カーショー復帰戦5回1失点も背中の張りでMRI検査へ 「とにかくイライラする」

ドジャースのクレイトン・カーショー【写真:Getty Images】
ドジャースのクレイトン・カーショー【写真:Getty Images】

球速145キロ止まり、わずか62球で降板

 故障者続出に苦しむドジャースに、再び衝撃が走った。左上腕二頭筋の炎症でDL入りしていたMLB最強の左腕、ドジャースのクレイトン・カーショー投手が、5月31日(日本時間6月1日)のフィリーズ戦で復帰。先発して5回を投げたが、わずか62球で降板。試合後、背中の張りでMRI検査を受けることが明らかになった。

 この日のカーショーは、2回にアルファーロの適時打で1点を失ったのみの4安打1失点と、最低限の先発の役割は果たした。しかし、球速は90マイル(約145キロ)止まり。万全の状態とはとても言いがたい姿だった。

 試合後、デーブ・ロバーツ監督は「登板時に背中に張りがあるようだった。それが球速が出ていない要因だった可能性もある」と、絶対エースに再び異変が生じていたことを明らかにした。

 カーショーは2016年、椎間板ヘルニアのため長期離脱しており、ロバーツ監督も「クレイトンの過去を振り返ると、(痛めた箇所に対して)懸念はある。彼が無事である事を確認したい。医療スタッフが更に詳しく調べていくことになる。彼が身体的に問題ないと言う事をはっきりさせるために」と話したが、結果次第でDLに逆戻りも十分考えられ、次回登板も未定となった。

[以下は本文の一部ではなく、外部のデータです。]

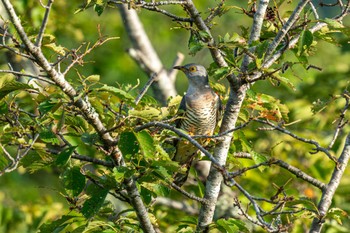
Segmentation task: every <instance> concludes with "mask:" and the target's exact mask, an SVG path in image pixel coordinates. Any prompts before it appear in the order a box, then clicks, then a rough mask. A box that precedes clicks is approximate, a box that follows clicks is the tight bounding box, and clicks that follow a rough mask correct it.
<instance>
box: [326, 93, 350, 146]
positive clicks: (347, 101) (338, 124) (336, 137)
mask: <svg viewBox="0 0 350 233" xmlns="http://www.w3.org/2000/svg"><path fill="white" fill-rule="evenodd" d="M343 96H344V98H345V101H346V103H345V106H344V108H343V110H342V111H341V113H340V116H339V119H338V124H337V128H336V129H335V132H334V135H333V138H332V141H331V142H330V143H329V146H328V147H327V149H328V150H330V149H332V147H333V145H334V143H335V141H336V140H337V138H338V136H339V133H340V131H341V130H342V129H343V128H344V126H345V125H346V124H347V123H348V121H347V120H345V113H346V112H347V110H348V109H349V107H350V96H349V93H344V94H343Z"/></svg>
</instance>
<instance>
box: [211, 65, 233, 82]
mask: <svg viewBox="0 0 350 233" xmlns="http://www.w3.org/2000/svg"><path fill="white" fill-rule="evenodd" d="M230 69H231V68H230V67H220V68H218V69H216V70H215V71H214V73H213V75H212V77H213V78H214V79H216V80H219V79H223V78H225V77H227V75H229V74H230Z"/></svg>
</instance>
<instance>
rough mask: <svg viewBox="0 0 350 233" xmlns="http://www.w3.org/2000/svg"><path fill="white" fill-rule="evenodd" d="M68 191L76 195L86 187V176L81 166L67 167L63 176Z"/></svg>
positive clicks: (63, 181) (67, 191) (61, 178)
mask: <svg viewBox="0 0 350 233" xmlns="http://www.w3.org/2000/svg"><path fill="white" fill-rule="evenodd" d="M61 179H62V181H63V186H64V188H65V190H66V192H67V193H68V194H69V195H71V196H73V197H76V196H78V195H79V194H80V193H81V192H82V191H83V189H84V187H85V176H84V175H83V174H81V172H80V168H79V167H71V168H67V170H65V171H64V173H63V174H62V177H61Z"/></svg>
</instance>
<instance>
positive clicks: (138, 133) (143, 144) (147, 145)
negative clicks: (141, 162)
mask: <svg viewBox="0 0 350 233" xmlns="http://www.w3.org/2000/svg"><path fill="white" fill-rule="evenodd" d="M135 136H136V138H137V141H138V143H139V145H140V149H141V150H142V152H143V155H144V156H145V157H146V158H154V155H155V153H156V148H155V146H154V141H153V138H152V137H151V135H149V133H148V132H147V131H146V130H142V131H140V132H138V133H137V134H136V135H135Z"/></svg>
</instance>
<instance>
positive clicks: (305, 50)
mask: <svg viewBox="0 0 350 233" xmlns="http://www.w3.org/2000/svg"><path fill="white" fill-rule="evenodd" d="M312 41H313V35H312V32H310V31H309V30H304V31H302V32H301V35H300V40H299V46H298V47H299V48H298V50H299V54H300V55H302V54H303V53H304V51H306V50H308V49H309V48H310V46H311V44H312Z"/></svg>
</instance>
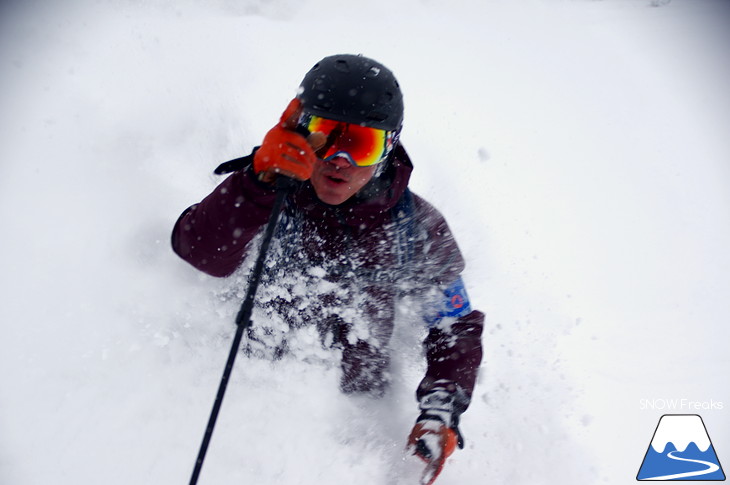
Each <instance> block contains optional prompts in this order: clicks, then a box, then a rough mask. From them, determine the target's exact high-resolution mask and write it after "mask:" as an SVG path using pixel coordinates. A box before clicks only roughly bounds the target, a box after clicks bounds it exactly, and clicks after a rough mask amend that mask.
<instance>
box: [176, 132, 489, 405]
mask: <svg viewBox="0 0 730 485" xmlns="http://www.w3.org/2000/svg"><path fill="white" fill-rule="evenodd" d="M248 158H249V161H252V159H253V157H252V156H249V157H248ZM243 160H244V162H245V161H246V160H245V159H243ZM387 163H388V165H387V166H386V167H385V169H384V170H383V171H382V173H380V175H378V176H376V177H375V178H373V180H371V181H370V182H369V183H368V184H367V185H366V186H365V187H364V188H363V189H362V190H361V191H360V192H358V193H357V194H356V195H355V196H353V197H352V198H351V199H349V200H348V201H346V202H344V203H343V204H341V205H338V206H330V205H327V204H324V203H322V202H321V201H320V200H319V199H318V198H317V196H316V194H315V192H314V189H313V188H312V186H311V184H309V183H308V182H305V183H303V184H302V185H301V186H300V187H299V188H298V189H297V190H296V191H295V192H294V193H292V194H291V195H290V196H289V197H288V199H287V201H286V203H285V208H284V209H283V214H282V220H281V221H280V223H279V226H278V229H277V232H276V233H275V235H274V241H273V243H272V247H271V249H270V253H269V255H268V257H267V264H266V265H265V267H266V270H265V274H264V276H263V278H262V283H261V287H260V289H259V295H257V300H258V303H257V305H258V308H259V310H260V311H263V312H264V313H265V315H267V320H268V319H271V321H274V320H277V321H280V322H285V323H286V324H287V325H289V326H290V327H291V328H301V327H302V326H308V325H313V326H314V328H316V329H317V330H318V331H319V335H320V337H321V342H322V345H325V346H332V347H336V348H339V349H341V350H342V371H343V373H342V382H341V386H342V389H343V390H344V391H346V392H358V391H367V392H379V391H382V390H383V388H384V386H385V385H386V384H387V380H388V372H387V371H388V364H389V341H390V338H391V335H392V333H393V327H394V324H395V322H396V321H401V320H400V319H401V318H411V319H417V321H418V322H420V323H422V324H423V328H424V329H426V330H425V331H424V333H426V331H427V336H426V338H425V341H424V347H425V353H426V359H427V371H426V375H425V377H424V378H423V380H422V381H421V383H420V385H419V387H418V390H417V397H418V399H419V400H420V399H421V398H422V397H423V396H425V395H426V394H428V393H429V392H431V391H432V390H434V389H436V388H438V389H442V390H443V389H446V390H448V391H450V392H451V393H453V394H454V395H455V409H454V412H455V415H456V416H457V417H458V415H459V414H461V412H463V411H464V410H465V409H466V407H467V406H468V405H469V401H470V399H471V395H472V391H473V388H474V384H475V380H476V377H477V370H478V367H479V365H480V362H481V358H482V347H481V333H482V327H483V320H484V316H483V315H482V313H481V312H479V311H476V310H472V309H471V306H470V304H469V300H468V297H467V294H466V291H465V289H464V287H463V284H462V282H461V278H460V274H461V272H462V270H463V269H464V260H463V258H462V256H461V253H460V252H459V249H458V247H457V245H456V242H455V241H454V238H453V236H452V234H451V232H450V231H449V228H448V226H447V224H446V222H445V220H444V218H443V217H442V216H441V214H440V213H439V212H438V211H437V210H436V209H434V208H433V207H432V206H431V205H430V204H428V203H427V202H426V201H425V200H423V199H422V198H421V197H419V196H417V195H415V194H413V193H411V192H410V191H409V190H408V188H407V186H408V180H409V178H410V174H411V171H412V169H413V167H412V165H411V162H410V160H409V158H408V155H407V154H406V152H405V150H404V149H403V148H402V146H398V147H397V148H396V149H395V152H394V156H393V158H392V159H391V160H390V161H389V162H387ZM274 199H275V191H274V190H273V189H272V188H271V187H270V186H269V185H266V184H263V183H261V182H259V181H258V180H257V178H256V177H255V175H254V174H253V171H252V168H251V166H250V165H248V166H246V167H245V168H242V169H239V170H237V171H235V172H234V173H232V174H231V175H230V176H229V177H228V178H227V179H226V180H225V181H223V182H222V183H221V184H220V185H219V186H218V187H217V188H216V189H215V190H214V191H213V192H212V193H211V194H210V195H208V196H207V197H206V198H205V199H204V200H203V201H201V202H200V203H199V204H196V205H193V206H192V207H190V208H188V209H187V210H186V211H185V212H184V213H183V214H182V215H181V216H180V218H179V219H178V221H177V223H176V224H175V228H174V230H173V234H172V246H173V249H174V250H175V252H176V253H177V254H178V255H180V257H182V258H183V259H184V260H185V261H187V262H189V263H190V264H192V265H193V266H195V267H196V268H198V269H200V270H201V271H204V272H206V273H208V274H210V275H213V276H220V277H224V276H229V275H231V274H232V273H234V272H235V271H236V270H237V269H238V268H239V266H241V264H242V262H243V261H244V259H245V258H246V257H247V256H248V255H249V254H253V255H254V256H255V255H256V254H257V250H256V243H257V241H258V239H257V238H256V235H257V234H258V233H259V232H260V230H261V229H262V226H264V225H265V224H266V222H267V220H268V217H269V214H270V211H271V208H272V205H273V202H274ZM398 302H405V303H404V304H399V303H398ZM396 313H397V314H398V315H396ZM396 317H397V318H396ZM262 329H263V330H262ZM266 334H268V335H269V336H270V335H271V331H270V329H268V330H267V327H266V323H265V322H263V323H262V324H259V322H256V321H255V322H254V325H253V326H252V327H251V332H250V334H249V337H250V339H249V340H250V341H252V342H262V343H263V345H264V346H269V347H271V346H272V345H273V346H274V347H276V351H277V352H279V353H280V352H285V351H286V345H287V342H286V339H285V338H279V339H278V340H276V339H275V341H273V343H272V342H271V341H268V342H267V341H266Z"/></svg>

 今季のカーショーは、8試合に登板して1勝4敗、防御率2.76。WHIPは1.12と不本意な数字が並んでいる。降板後は「(背中の張りが投球に)どのくらい影響したかはわからないよ。ただ確実に言えるのは、素晴らしくなかったってことだ」と浮かない表情。「とにかくイライラするし、がっかりしているよ。チームに貢献できないんだからね。MRIの結果がどうなるかだね」と、いら立ちを隠せない様子だった。

 前田健太投手も5月30日に右股関節の張りでDL入り。先発陣が手薄になっている。この日の試合も、結局1-2で競り負け、26勝30敗と苦しい戦いが続くドジャース。ロバーツ監督が頭を痛める日々が続きそうだ。